ExInterlockedXxx functionality

I’ve been reviewing the WRK, and ReactOS to see how interlocked SLIST works. I’m trying to tidy up my XLIST. I see that on entry to these functions, in 32 bit mode, the sequence PUSHFD, _disable(), grab spinlock, do work, POPFD. The spinlock is grabbed in the same way as if you had called KeAcquireSpinlockAtDpcLevel(); IRQL is not raised, &c. So, I threw together this bit of code:

#define EFLAGS_IF_MASK 0x00000200
#define EFLAGS_IF_SHIFT 9

PXLIST_ENTRY InterlockedInsertTailXList(PXLIST_HEADER List,
	PXLIST_ENTRY Entry, PKSPIN_LOCK Lock) {
#if (1)
	unsigned int Flags = GetCallersEflags();
	_disable();
	KeAcquireSpinLockAtDpcLevel(Lock);
#else
	KLOCK_QUEUE_HANDLE LockHandle;
	KeAcquireInStackQueuedSpinLock(Lock, &LockHandle);
#endif
	InsertTailXList(List, Entry);
#if (1)
	KeReleaseSpinLockFromDpcLevel(Lock);
	if (Flags & EFLAGS_IF_MASK) {
		_enable();
	}
#else
	KeReleaseInStackQueuedSpinLock(&LockHandle);
#endif
	return Entry;
}

I know that there are amd64 interlocked instructions for just about everything (xor, &c.), and I’ll get around to that at some point if they are practical. I am just tinkering at the moment. Although pushfq and popfq are valid in 64 bit, Visual Studio coughs at __asm pushfq and __asm popfq. In 32 bit mode, all is OK using __asm pushfd and __asm popfd. I threw the above code together.

How bad is this?

Sorry, I need to understand how better to post code in this new web interface.
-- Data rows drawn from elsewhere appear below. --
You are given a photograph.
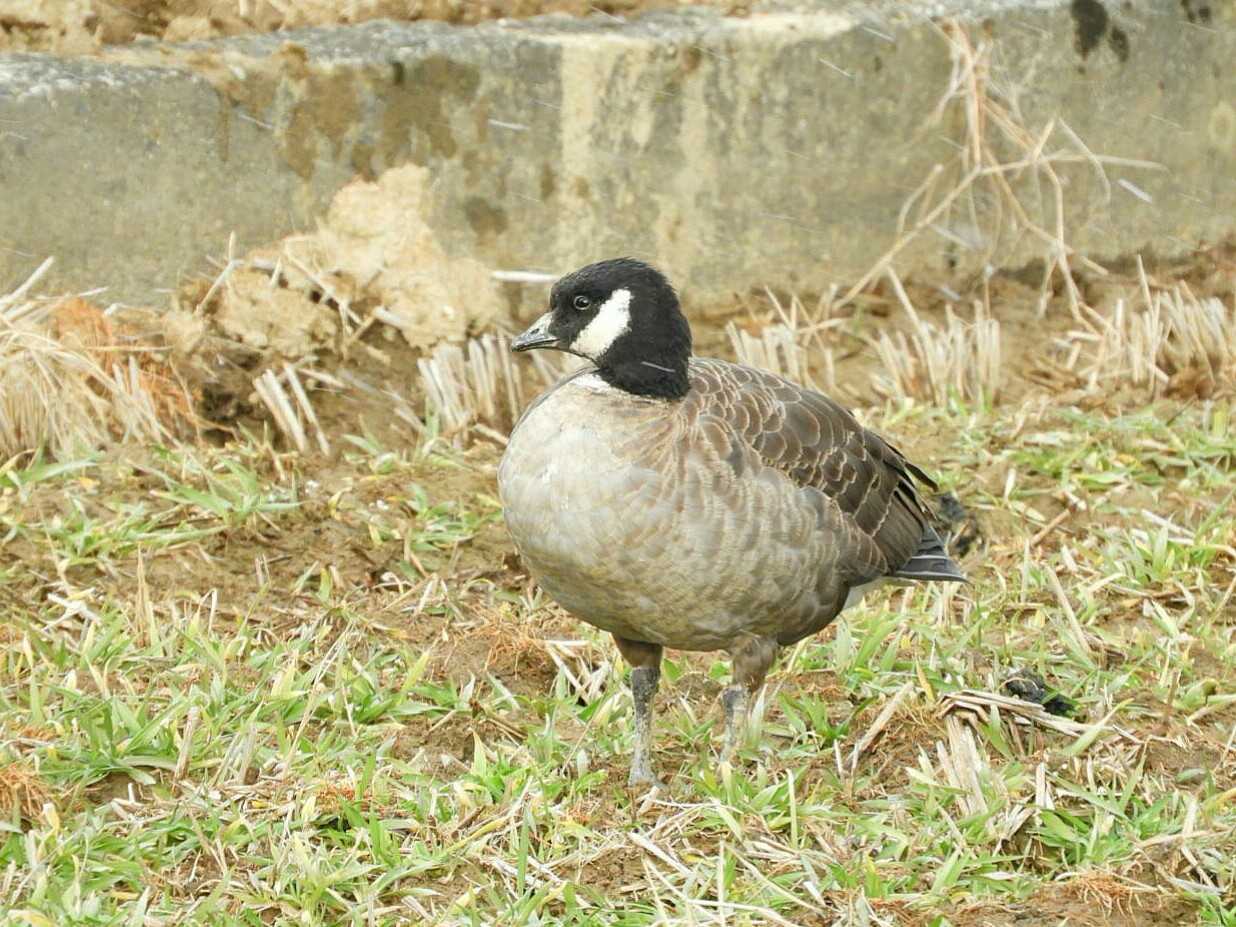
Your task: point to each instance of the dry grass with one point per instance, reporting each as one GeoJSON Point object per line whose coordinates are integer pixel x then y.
{"type": "Point", "coordinates": [941, 362]}
{"type": "Point", "coordinates": [71, 381]}
{"type": "Point", "coordinates": [1172, 341]}
{"type": "Point", "coordinates": [481, 383]}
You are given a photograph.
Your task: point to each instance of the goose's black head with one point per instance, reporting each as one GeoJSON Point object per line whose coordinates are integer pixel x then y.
{"type": "Point", "coordinates": [624, 317]}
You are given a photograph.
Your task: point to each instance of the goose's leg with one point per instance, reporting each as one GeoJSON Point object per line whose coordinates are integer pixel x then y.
{"type": "Point", "coordinates": [752, 660]}
{"type": "Point", "coordinates": [645, 673]}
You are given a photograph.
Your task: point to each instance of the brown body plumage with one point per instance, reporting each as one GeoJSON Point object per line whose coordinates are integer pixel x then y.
{"type": "Point", "coordinates": [695, 503]}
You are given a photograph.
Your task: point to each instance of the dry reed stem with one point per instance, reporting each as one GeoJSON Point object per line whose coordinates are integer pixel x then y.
{"type": "Point", "coordinates": [71, 388]}
{"type": "Point", "coordinates": [1172, 338]}
{"type": "Point", "coordinates": [480, 385]}
{"type": "Point", "coordinates": [936, 364]}
{"type": "Point", "coordinates": [998, 150]}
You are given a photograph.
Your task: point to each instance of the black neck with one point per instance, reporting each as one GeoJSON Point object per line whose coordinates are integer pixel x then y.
{"type": "Point", "coordinates": [663, 378]}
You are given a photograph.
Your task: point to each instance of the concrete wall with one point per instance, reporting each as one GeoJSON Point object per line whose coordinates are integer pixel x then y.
{"type": "Point", "coordinates": [738, 152]}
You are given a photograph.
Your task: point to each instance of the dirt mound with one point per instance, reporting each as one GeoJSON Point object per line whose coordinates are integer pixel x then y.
{"type": "Point", "coordinates": [373, 258]}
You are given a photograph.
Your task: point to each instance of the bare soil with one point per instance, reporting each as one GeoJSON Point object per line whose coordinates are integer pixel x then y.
{"type": "Point", "coordinates": [84, 26]}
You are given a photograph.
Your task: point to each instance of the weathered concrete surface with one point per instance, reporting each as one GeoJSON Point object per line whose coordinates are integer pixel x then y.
{"type": "Point", "coordinates": [738, 152]}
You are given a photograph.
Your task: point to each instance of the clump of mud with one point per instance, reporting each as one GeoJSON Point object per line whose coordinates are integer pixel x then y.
{"type": "Point", "coordinates": [372, 260]}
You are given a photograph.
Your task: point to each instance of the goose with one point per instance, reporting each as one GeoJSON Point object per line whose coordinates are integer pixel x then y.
{"type": "Point", "coordinates": [696, 504]}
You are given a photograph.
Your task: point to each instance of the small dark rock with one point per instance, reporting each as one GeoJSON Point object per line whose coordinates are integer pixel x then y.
{"type": "Point", "coordinates": [1028, 685]}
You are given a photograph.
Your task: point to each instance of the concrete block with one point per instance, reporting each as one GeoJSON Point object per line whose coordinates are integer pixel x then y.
{"type": "Point", "coordinates": [737, 152]}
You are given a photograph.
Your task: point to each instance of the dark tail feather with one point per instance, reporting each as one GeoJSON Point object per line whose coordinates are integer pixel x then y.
{"type": "Point", "coordinates": [931, 561]}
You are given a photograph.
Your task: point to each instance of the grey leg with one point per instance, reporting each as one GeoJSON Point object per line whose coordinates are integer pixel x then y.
{"type": "Point", "coordinates": [645, 674]}
{"type": "Point", "coordinates": [752, 659]}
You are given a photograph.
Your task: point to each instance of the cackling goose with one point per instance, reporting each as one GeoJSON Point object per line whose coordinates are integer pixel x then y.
{"type": "Point", "coordinates": [691, 503]}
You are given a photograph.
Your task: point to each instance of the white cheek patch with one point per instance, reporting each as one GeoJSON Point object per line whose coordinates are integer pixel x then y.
{"type": "Point", "coordinates": [611, 323]}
I’ve been reviewing the WRK, and ReactOS

/rolls eyes

I don’t like seeing the WRK license terms violated, and I find ReactOS… perplexing. Let’s leave it at that.
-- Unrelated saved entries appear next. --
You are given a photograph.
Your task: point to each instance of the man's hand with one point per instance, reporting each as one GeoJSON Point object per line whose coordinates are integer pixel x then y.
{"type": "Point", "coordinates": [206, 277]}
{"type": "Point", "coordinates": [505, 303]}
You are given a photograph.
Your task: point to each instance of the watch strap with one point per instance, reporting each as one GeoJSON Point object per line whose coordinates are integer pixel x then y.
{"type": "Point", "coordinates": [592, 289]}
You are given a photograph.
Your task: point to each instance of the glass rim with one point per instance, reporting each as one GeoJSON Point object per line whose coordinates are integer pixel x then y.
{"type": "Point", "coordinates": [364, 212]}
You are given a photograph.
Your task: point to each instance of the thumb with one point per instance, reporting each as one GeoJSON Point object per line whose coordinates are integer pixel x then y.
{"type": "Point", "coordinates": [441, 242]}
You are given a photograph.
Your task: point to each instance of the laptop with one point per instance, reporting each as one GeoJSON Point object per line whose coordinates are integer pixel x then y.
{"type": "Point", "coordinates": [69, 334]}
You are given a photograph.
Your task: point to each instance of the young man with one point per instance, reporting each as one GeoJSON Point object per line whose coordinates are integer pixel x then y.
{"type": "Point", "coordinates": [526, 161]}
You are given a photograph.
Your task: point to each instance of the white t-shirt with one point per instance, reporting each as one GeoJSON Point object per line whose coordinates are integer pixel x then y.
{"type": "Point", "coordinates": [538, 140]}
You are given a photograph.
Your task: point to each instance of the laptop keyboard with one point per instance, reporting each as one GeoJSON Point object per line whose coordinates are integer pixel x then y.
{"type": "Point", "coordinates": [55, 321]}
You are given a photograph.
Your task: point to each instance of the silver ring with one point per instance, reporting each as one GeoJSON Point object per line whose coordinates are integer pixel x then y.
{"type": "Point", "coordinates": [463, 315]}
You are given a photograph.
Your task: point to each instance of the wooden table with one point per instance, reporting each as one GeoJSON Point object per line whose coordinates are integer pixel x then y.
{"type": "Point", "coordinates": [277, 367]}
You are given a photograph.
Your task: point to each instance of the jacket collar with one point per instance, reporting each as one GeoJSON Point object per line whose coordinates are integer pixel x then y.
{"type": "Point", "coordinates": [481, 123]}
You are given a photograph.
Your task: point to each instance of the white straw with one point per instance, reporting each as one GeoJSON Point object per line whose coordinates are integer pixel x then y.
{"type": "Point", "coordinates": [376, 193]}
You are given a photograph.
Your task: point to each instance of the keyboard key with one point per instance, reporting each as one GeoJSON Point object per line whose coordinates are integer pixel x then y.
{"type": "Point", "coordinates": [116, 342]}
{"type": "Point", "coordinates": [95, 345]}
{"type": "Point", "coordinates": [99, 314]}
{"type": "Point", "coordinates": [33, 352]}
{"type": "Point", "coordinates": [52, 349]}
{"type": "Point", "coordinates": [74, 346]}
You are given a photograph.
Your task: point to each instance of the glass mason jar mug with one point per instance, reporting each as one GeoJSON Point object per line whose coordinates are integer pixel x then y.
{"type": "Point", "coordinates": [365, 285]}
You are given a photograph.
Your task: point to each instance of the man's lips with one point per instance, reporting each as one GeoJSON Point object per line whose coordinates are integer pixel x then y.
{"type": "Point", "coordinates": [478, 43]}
Visual Studio coughs at __asm pushfq and __asm popfq

Well, you can’t inline assembler in the 64-bit C compiler. It’s not allowed.

Is that your issue?

How bad is this?

I’m not sure what question you’re asking, really.

I need to understand how better to post code in this new web interface.

I fixed it for you. You have two choices for formatting:

  • Write the Markdown yourself
  • Paste what you want and then select it, and apply the appropriate format from the ribbon.

Either works pretty well – but there can be odd, unanticipated, side-effect at times.

Although pushfq and popfq are valid in 64 bit, Visual Studio coughs at __asm pushfq and __asm popfq.

IIRC, if you compile to x86_64, you cannot use inline asm in .c files with either MSFT or Intel C compilers (although you can still use it with GCC). However, with MSFT and Intel compilers you have to put all your asm code in a separate .s file if you want to build a 64-bit executable. Therefore, what your compiler “coughs at” is the very __asm statement in a .c file…

Anton Bassov

I guess my question is this: Is my code acceptable? It is processor
specific, but so is SLIST. I want to emulate how SLIST does it’s
interlocking, and it is not just simply acquiring and releasing the
spinlock using documented APIs.

As for WRK, I stumbled across it on GitHub, and use it as a resource. It’s
been there for quite a long time. Should I avoid it? My guess is that if MS
had a real problem with it on GitHub, then they would have removed it. They
own GitHub after all.

On Tue, Nov 20, 2018 at 1:54 PM anton_bassov
wrote:

> OSR https://community.osr.com/
> anton_bassov commented on ExInterlockedXxx functionality
>
> > Although pushfq and popfq are valid in 64 bit, Visual Studio coughs at
> asm pushfq and asm popfq.
>
> IIRC, if you compile to x86_64, you cannot use inline asm in .c files
> with either MSFT or Intel C compilers (although you can still use it with
> GCC). However, with MSFT and Intel compilers you have to put all your asm
> code in a separate .s file if you want to build a 64-bit executable.
> Therefore, what your compiler “coughs at” is the very __asm statement in a
> .c file…
>
> Anton Bassov
>
> –
> Reply to this email directly or follow the link below to check it out:
> https://community.osr.com/discussion/comment/291515#Comment_291515
>
> Check it out:
> https://community.osr.com/discussion/comment/291515#Comment_291515
>

I guess my question is this: Is my code acceptable? It is processor specific, but so is SLIST.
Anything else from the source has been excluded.